The thickness of Love of the World, McGahern's collected non-fiction, seems surprising. McGahern published his books infrequently, sometimes leaving gaps of up to a decade between novels. As Clive James said of Larkin, it wasn't exactly a torrent of creativity - just the best. McGahern never wrote a line of fiction that wasn't meant to last. Few would have guessed, though, just how many of them the master left behind.
Unsurprisingly, the best pieces deal with subjects close to the author's heart, such as the letters of John Butler Yeats, his admiration for the fiction of F. Scott Fitzgerald, John Williams, Alistair Macleod. Through these, his personal essays and short, insightful reviews for Irish magazines, we see the stones of McGahern's low-key aesthetic become a building. No other writer since Edwin Muir has left his readers with such an impression of gentleness and wisdom as McGahern.

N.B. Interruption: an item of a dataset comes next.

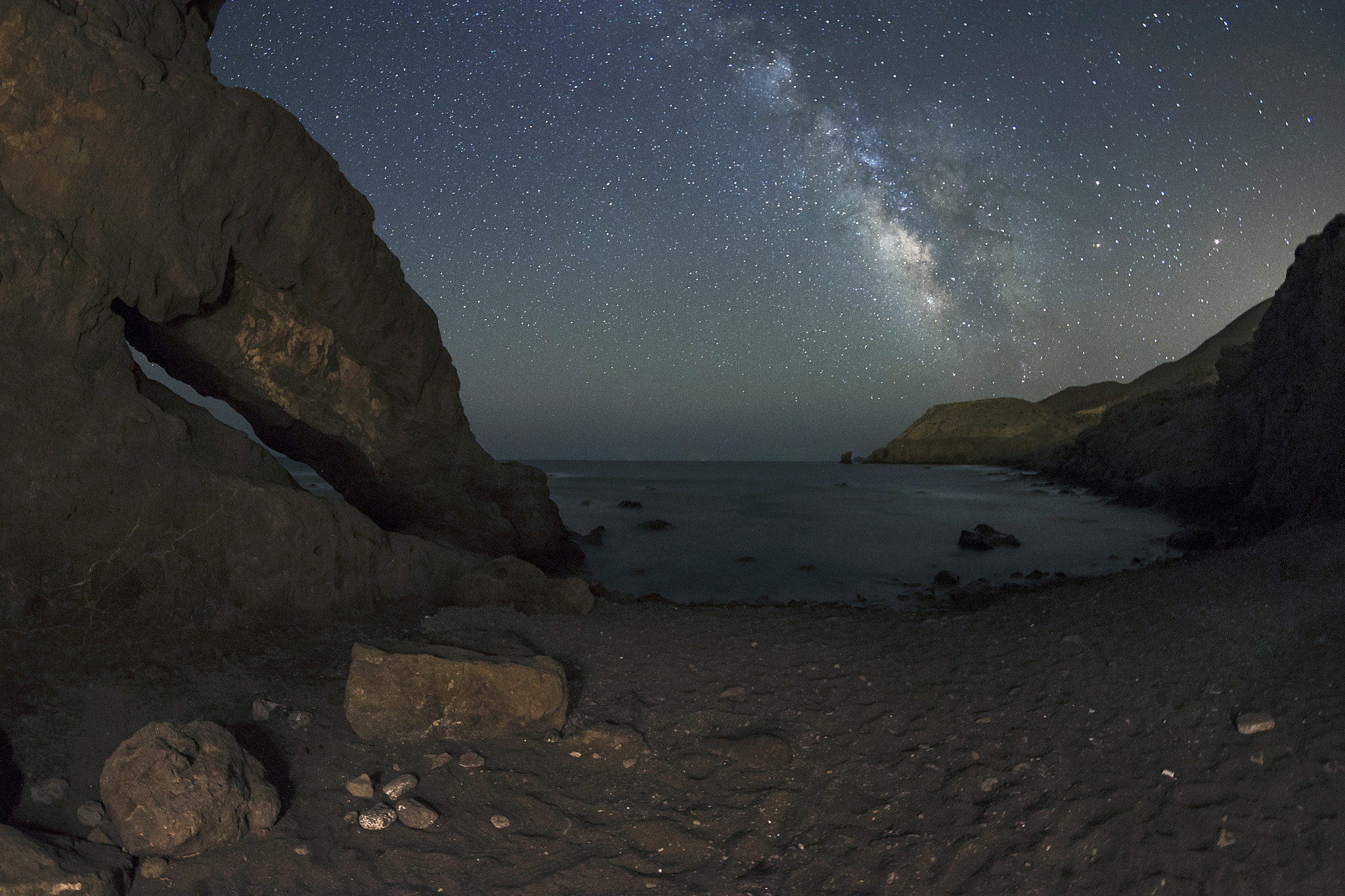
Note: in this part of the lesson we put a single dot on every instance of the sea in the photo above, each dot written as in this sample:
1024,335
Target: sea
865,535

A mystery, however, is why this volume's editor, Stanley Van Der Ziel, ignored his subject's warning that 'the small quantity of true work is buried in such a mausolem of tired, indifferent prose. Literature in our time is far more endangered by a surfeit of material and commentary than by neglect.' So with the lesser pieces. Next to the true work stands mere finger-exercises such as the Beckett imitation that opens the volume, the written-to-order travel articles. Perhaps the less said about Professor Kiberd's muddled, often arrogant introduction, the better. Trying to cram in everything, even out of reverence, is neither wise nor sensible. To return to Clive James, we do better to assume that when authors subtract something they are adding to the overall work, and watching an editor undoing those painstaking sums is painful. A selection, not a collection, would have been better, and more suited to the memory of McGahern, late master of the unsaid.